Protagonista de una vida tan intensa como su mirada azul, a los 32 años Lucia Berlin acumulaba cuatro hijos, tres divorcios, una escoliosis que le perforaría el pulmón años más tarde y el alcoholismo que la perseguiría a diario. Vivió entre artistas, músicos y poetas en Nueva York y en la Costa Este de EEUU. También en una cabaña en el Pacífico en México. Hizo de todo para sobrevivir: enfermera, telefonista, profesora, empleada doméstica. Sus relatos nacen de esas experiencias, así como de la memoria y los dilemas de la vida diaria.

“Me gusta trabajar en Urgencias, por lo menos ahí se conocen hombres. Hombres de verdad, héroes. Bomberos y jockeys. Siempre vienen a las salas de urgencias. Las radiografías de los jinetes son alucinantes. Se rompen huesos constantemente, pero se vendan y corren la siguiente carrera. Sus esqueletos parecen árboles, parecen brontosaurios reconstruidos. Radiografías de San Sebastián”, escribe en Mi jockey, cuento que ganó el premio Jack London 1985. En él ya se puede apreciar una de las virtudes más notables de su prosa: la voz, la cercanía que logra con el lector con asombrosa facilidad. “Las mujeres de la limpieza lo saben todo”, escribe en el relato que da título al libro. “Y las mujeres de la limpieza roban. No las cosas por las que tanto sufre la gente para la que trabajamos. Al final es lo superfluo lo que tienta”.

A lo largo del volumen aparecen retazos de su biografía, su vida en Chile (“De pronto éramos ricos, con una casa preciosa y muchos sirvientes, y alternábamos en cenas y fiestas con la gente adecuada”), los centros de desintoxicación, y algunas figuras que se reiteran: el abuelo dentista, bruto y abusador; la hermana con cáncer y, sobre todo, la terrible madre alcohólica, que “odiaba la palabra amor”.

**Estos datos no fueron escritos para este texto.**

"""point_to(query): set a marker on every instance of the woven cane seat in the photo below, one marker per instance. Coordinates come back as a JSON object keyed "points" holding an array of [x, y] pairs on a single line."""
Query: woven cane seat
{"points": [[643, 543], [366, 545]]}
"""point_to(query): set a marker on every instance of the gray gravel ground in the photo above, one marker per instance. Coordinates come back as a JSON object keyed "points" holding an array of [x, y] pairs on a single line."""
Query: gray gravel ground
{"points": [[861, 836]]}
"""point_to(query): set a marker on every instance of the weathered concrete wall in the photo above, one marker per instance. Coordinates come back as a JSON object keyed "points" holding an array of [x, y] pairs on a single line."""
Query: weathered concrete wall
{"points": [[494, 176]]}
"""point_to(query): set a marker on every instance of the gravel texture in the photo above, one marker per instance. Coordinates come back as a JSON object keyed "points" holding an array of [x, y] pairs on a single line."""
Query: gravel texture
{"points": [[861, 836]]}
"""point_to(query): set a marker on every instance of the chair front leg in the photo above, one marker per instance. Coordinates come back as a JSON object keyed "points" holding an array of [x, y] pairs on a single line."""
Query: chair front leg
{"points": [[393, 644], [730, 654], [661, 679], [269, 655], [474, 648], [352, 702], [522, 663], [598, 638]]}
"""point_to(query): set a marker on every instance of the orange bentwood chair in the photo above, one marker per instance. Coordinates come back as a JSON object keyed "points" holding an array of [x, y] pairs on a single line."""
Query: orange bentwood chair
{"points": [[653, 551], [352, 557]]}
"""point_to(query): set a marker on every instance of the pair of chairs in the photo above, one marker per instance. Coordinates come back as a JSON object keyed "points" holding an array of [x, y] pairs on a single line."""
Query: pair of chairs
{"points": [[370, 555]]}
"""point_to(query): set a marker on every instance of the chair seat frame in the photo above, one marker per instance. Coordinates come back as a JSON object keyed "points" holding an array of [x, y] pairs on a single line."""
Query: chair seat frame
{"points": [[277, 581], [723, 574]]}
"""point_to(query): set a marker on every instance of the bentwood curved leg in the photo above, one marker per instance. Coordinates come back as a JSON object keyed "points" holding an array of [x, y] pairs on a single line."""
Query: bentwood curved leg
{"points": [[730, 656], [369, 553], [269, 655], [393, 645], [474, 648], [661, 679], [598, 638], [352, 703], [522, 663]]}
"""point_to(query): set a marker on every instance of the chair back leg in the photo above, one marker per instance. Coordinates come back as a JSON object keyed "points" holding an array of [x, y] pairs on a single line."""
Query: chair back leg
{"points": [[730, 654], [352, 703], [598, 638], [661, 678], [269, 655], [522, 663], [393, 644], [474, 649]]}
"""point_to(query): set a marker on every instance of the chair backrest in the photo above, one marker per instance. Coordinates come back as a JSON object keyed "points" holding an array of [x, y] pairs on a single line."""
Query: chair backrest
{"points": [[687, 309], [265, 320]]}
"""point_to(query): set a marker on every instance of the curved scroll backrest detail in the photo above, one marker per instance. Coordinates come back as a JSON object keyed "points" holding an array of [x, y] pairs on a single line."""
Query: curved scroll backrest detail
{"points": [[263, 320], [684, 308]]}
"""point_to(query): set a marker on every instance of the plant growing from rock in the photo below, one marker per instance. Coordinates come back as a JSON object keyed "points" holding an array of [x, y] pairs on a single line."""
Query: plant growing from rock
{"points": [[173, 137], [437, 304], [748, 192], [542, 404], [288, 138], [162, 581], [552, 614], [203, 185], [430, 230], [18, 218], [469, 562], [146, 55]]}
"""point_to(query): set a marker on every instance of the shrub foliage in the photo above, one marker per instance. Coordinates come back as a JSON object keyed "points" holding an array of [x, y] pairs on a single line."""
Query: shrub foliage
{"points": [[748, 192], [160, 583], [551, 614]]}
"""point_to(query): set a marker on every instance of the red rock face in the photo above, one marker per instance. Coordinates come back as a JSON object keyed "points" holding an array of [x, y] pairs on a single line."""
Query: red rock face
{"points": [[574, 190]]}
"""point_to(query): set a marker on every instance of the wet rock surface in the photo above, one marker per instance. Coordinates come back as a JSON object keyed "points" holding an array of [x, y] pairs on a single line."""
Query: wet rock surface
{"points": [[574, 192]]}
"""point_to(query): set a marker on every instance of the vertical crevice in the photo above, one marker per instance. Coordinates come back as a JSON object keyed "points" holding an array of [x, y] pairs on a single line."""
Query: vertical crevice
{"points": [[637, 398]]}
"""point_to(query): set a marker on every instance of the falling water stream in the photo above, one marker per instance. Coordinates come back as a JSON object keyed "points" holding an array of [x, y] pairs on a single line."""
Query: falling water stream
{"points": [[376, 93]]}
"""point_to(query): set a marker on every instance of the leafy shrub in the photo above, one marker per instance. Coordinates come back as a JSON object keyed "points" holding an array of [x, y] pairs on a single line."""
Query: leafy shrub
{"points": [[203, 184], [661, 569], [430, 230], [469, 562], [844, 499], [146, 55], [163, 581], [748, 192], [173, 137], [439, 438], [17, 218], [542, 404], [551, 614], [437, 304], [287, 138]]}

En uno de los cuentos, recibe la visita de un antiguo pretendiente del Grange, ahora director de una cadena de supermercados, con casa con piscina en el barrio alto de Santiago. “Dime, ¿qué crees que has conseguido en la vida?”, le pregunta. Ella duda. “No he probado el alcohol en tres años”.

Vivió sus últimos años en una casa rodante y luego en el garage de  uno de sus hijos, conectada a un tanque de oxígeno. Poco antes, su amiga Elizabeth Geoghean la visitó y, aunque estaba débil, vio sus “ojos azules tan sorprendentes como siempre”. Días después recibió una carta de ella, donde Lucia Berlin le hablaba de su lamentable trabajo literario. Y finalizaba con una línea  estremecedora: “Mensaje en mi lápida: Sin aliento”.